I want our technical discussions to be welcoming to anyone who has
information to share and who can bring additional clarity and insight to
the discussion.  But once things start getting heated or people start
throwing around accusations or verge towards personal attacks, there's a
real psychological difference between people who are contributing to
Debian and people who aren't.

If I'm being attacked by a colleague, it's a lot easier for me to go
"well, that made me mad, but they've done a great job of maintaining this
package I use and I've seen them do lots of other work for Debian, so they
must just be having a bad day" and let it go.  There's some built-up good
will because they're part of the community.

When that sort of attack comes from someone who I've never heard of
before, and when I then go to the PTS and db.debian.org and find no track
record of that person ever contributing to Debian other than via mailing
list discussions, it's a lot harder to give them that benefit of the
doubt.  And it gets really frustrating to have to keep discussing and
defending decisions with people who don't appear to be doing anything for
Debian other than feeding discussions that are a net drain of energy.

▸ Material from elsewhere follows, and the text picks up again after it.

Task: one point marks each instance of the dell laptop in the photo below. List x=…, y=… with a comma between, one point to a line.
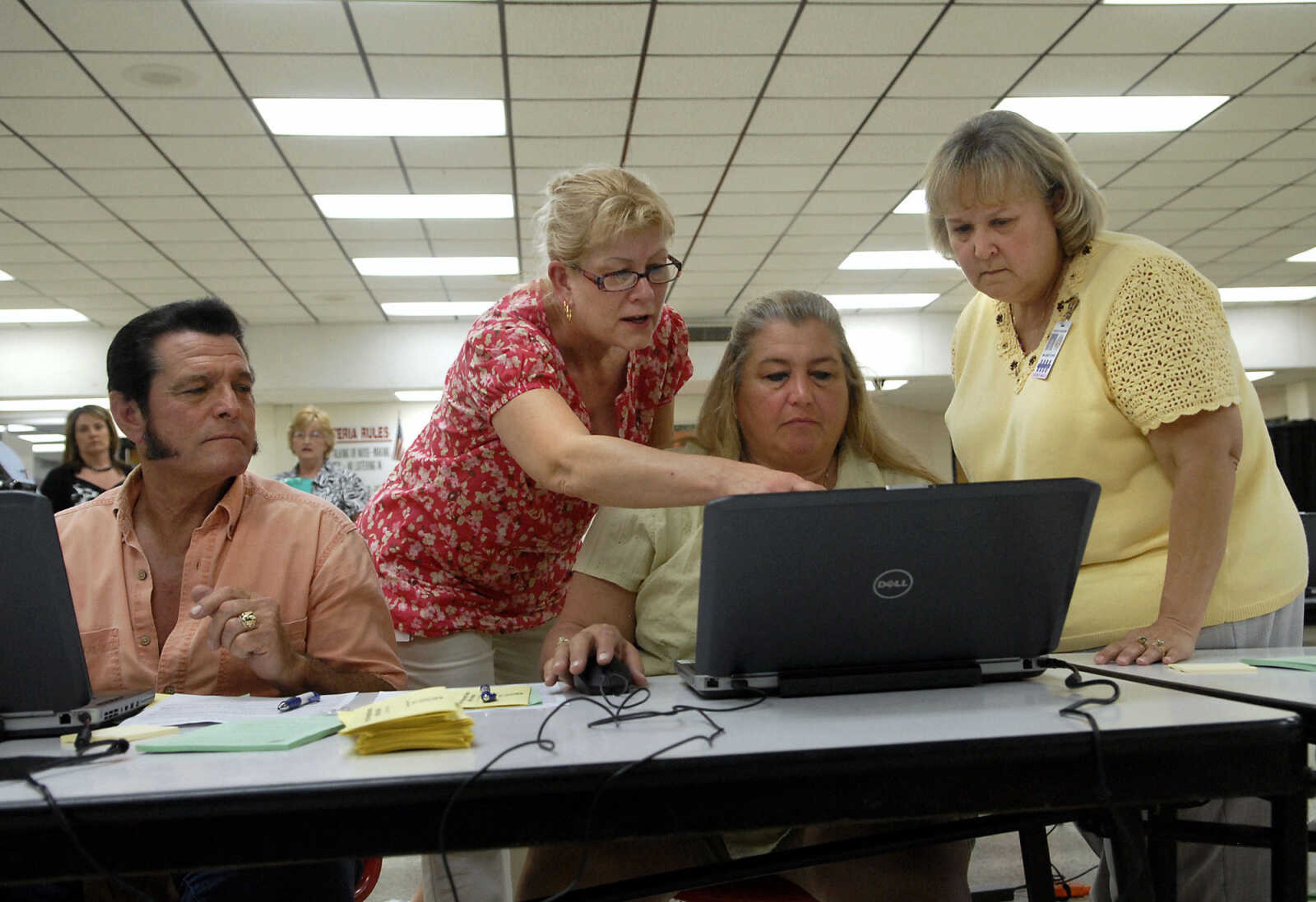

I'm leery of this whole line of argument, since it's inherently a double
standard.  That's why I've not raised it before.  But, well, humans are
social animals and social dynamics involve some degree of double standard,
and it would be nice if people who were effectively guests in our
technical discussions would behave like house guests rather than diving in
with the degree of robust engagement that (while never exactly ideal) our
long-time contributors have to some degree made up for in advance.